First challenge: don’t call them revolutions. Don’t call them revolutions because their outcomes are not clear by any measure. Don’t call them revolts because they reverberated across the Arab world and were carried out by the majority of the population. Call them uprisings because their effect is irreversible and will shape every generation to come.
Usually the biggest challenge in reading Dr. Tariq Ramadan is the inaccessibility of his language. Some paragraphs it took five or six readings to understand his point but when I do, I always pause and reflect. He always challenges my perception and adds to it.
This book starts by breaking down, in a rudimentary way, the origins and forces behind the recent uprisings in the Middle East. They were not the work of foreign interests, although they played a part, but they were not totally the work of local activists and young people in abstract. Dr. Ramadan argues that many of the movements that helped spur the uprisings were the culmination of years of training of local activists at the hands of foreign organizations on the techniques of organizing and mobilizing people. So much of the uprisings is owed to organizing on social media platforms, no doubt. He also argues, however, that without the genuine desires and aspirations of Arabs for social change and social equity these uprisings would not have happened.

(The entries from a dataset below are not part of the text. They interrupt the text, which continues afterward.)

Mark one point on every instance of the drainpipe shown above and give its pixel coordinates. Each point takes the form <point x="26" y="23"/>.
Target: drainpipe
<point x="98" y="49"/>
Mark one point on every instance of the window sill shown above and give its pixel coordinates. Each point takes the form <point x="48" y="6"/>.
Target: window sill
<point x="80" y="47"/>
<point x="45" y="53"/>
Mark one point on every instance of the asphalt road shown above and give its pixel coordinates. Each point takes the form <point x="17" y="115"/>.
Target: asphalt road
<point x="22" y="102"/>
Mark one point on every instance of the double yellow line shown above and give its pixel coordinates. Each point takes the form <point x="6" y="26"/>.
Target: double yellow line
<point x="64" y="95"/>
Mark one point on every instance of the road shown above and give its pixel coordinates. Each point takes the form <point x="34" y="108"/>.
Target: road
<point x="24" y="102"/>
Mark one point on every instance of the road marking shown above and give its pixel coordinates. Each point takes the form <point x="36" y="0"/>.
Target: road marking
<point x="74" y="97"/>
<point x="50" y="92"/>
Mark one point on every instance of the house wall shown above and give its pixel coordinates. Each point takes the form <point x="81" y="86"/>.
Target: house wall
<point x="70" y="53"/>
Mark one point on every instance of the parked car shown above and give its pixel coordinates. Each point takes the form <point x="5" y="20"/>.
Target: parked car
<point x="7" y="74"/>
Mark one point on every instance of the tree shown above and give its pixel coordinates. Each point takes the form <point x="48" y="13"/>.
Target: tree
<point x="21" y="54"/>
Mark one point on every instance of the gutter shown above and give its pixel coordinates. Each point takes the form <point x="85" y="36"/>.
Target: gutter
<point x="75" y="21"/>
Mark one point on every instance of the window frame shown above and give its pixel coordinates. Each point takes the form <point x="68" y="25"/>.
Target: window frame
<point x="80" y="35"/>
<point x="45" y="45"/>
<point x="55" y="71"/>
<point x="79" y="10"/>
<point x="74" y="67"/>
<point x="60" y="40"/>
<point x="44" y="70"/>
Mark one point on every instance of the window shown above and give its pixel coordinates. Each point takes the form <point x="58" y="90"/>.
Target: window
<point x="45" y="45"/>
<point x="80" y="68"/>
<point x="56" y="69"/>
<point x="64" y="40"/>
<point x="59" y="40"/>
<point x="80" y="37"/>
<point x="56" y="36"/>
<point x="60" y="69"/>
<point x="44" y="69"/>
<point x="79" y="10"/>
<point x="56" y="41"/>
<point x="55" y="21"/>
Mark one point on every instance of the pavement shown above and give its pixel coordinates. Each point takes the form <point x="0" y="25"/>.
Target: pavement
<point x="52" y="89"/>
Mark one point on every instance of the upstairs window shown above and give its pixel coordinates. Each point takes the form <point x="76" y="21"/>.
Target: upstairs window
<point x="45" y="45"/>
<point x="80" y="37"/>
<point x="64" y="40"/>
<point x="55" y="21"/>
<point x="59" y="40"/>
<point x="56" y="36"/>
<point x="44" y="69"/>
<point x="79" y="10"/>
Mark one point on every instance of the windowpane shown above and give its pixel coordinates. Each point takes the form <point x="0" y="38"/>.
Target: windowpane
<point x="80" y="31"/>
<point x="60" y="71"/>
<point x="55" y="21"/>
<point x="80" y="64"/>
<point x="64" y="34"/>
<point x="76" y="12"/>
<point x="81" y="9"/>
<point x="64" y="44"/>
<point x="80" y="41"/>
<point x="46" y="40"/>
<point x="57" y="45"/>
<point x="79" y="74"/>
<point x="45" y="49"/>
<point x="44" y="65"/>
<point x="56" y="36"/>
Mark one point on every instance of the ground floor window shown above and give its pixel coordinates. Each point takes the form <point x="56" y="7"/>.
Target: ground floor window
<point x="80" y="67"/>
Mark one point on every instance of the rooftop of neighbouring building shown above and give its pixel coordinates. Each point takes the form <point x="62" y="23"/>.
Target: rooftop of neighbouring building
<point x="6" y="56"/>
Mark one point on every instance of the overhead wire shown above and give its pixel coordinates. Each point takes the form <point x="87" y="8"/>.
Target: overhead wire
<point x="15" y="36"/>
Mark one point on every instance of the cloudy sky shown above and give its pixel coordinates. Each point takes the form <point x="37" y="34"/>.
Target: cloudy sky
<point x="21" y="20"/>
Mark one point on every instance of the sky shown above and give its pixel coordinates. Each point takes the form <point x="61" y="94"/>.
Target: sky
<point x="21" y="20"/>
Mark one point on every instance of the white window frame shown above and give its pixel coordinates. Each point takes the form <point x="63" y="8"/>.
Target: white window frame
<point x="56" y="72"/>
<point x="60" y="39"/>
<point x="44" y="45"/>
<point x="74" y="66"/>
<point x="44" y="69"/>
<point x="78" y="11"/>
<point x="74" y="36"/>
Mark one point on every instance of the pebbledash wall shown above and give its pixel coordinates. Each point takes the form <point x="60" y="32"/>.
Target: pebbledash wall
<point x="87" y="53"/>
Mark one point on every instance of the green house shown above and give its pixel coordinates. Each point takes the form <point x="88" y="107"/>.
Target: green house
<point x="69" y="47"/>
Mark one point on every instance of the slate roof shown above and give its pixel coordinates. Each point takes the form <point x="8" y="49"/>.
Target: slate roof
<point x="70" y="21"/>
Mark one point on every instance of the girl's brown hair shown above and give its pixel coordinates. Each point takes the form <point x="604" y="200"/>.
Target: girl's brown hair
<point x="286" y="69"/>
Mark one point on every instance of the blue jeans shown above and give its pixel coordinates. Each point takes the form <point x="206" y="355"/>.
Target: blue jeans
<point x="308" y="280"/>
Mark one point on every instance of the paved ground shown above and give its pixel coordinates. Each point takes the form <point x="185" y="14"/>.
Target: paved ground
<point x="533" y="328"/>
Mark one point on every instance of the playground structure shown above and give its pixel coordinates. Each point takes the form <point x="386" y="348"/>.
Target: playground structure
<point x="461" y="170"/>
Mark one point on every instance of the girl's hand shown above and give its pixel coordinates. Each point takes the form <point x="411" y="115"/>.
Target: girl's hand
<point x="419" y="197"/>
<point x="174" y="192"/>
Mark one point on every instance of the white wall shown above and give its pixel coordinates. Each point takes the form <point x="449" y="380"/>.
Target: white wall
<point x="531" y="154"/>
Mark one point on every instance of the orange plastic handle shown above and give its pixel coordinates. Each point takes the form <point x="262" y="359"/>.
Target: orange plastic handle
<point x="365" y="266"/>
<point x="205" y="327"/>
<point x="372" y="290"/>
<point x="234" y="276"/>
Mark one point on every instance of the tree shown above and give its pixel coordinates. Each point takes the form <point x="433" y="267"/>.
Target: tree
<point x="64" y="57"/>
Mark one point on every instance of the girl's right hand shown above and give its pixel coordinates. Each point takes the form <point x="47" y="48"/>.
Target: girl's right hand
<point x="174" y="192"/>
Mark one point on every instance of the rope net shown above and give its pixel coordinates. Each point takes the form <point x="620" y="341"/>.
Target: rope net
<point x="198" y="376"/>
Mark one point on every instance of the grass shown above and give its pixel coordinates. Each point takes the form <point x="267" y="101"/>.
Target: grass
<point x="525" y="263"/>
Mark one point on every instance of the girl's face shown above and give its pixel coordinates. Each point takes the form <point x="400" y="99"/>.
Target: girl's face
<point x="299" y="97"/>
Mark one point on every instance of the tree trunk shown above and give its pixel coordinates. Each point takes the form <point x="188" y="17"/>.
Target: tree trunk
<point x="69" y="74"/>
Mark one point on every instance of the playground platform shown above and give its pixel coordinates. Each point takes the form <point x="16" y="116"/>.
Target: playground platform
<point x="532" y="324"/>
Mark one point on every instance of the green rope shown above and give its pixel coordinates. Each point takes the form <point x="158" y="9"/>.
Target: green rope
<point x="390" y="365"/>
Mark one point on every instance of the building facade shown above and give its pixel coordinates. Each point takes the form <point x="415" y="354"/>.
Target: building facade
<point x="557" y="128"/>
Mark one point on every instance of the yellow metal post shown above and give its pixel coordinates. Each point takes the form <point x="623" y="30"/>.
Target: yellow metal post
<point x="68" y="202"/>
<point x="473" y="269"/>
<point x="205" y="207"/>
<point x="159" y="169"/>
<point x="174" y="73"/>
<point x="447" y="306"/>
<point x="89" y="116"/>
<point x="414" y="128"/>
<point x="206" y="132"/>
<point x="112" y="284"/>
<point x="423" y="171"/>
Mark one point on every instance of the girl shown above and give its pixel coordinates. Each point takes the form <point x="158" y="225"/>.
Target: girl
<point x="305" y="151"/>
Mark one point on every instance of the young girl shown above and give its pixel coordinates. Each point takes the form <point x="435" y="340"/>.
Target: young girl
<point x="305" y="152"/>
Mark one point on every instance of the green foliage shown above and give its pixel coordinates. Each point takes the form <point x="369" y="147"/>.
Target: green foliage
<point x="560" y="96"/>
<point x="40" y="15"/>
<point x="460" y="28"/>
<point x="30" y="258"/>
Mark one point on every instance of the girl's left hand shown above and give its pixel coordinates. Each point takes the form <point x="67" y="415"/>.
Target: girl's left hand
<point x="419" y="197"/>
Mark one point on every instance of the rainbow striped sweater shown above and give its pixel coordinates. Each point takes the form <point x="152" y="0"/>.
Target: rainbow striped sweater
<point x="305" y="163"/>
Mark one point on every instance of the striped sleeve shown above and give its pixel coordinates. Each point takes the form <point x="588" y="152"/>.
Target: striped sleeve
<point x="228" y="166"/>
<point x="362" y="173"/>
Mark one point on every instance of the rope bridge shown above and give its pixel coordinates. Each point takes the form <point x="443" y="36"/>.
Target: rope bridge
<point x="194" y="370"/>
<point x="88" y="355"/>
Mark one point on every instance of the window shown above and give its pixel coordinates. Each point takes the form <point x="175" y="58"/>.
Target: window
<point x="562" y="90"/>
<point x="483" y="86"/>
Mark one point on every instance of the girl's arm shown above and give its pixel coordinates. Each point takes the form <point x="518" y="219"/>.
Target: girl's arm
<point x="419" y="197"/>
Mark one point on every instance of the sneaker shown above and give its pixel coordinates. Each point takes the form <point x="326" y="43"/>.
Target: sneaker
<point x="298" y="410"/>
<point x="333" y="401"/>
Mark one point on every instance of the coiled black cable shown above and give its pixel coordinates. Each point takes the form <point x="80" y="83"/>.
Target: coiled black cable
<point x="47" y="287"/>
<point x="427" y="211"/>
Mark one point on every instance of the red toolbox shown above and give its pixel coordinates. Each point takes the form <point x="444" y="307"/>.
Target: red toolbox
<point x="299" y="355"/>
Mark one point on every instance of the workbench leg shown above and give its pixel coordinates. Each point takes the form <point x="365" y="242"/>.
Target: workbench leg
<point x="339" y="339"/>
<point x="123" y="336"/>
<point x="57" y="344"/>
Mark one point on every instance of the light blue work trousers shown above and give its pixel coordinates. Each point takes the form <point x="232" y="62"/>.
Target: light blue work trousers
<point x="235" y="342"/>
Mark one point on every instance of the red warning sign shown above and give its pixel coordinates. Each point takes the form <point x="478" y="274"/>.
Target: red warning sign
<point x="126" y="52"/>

Arab homelands have a history of turmoil which has spawned social and political movements. This book focuses on Islamic social and political movements. Dr. Ramadan explains the context behind the inception of Islamist movements starting in Egypt and stretching throughout the region. He explains that every Islamist movement has a context that must be considered and the danger of failing to do that. The danger is what we see today: after 9/11, any talk of Islamic political movement is deemed “terrorist” or “extremist” which has created a battle between “Islamism” and “secularism” in the Arab world. It is a battle that has seen Arabs only define themselves in relation to the West as opposed to have constructive dialogue about ways to move forward.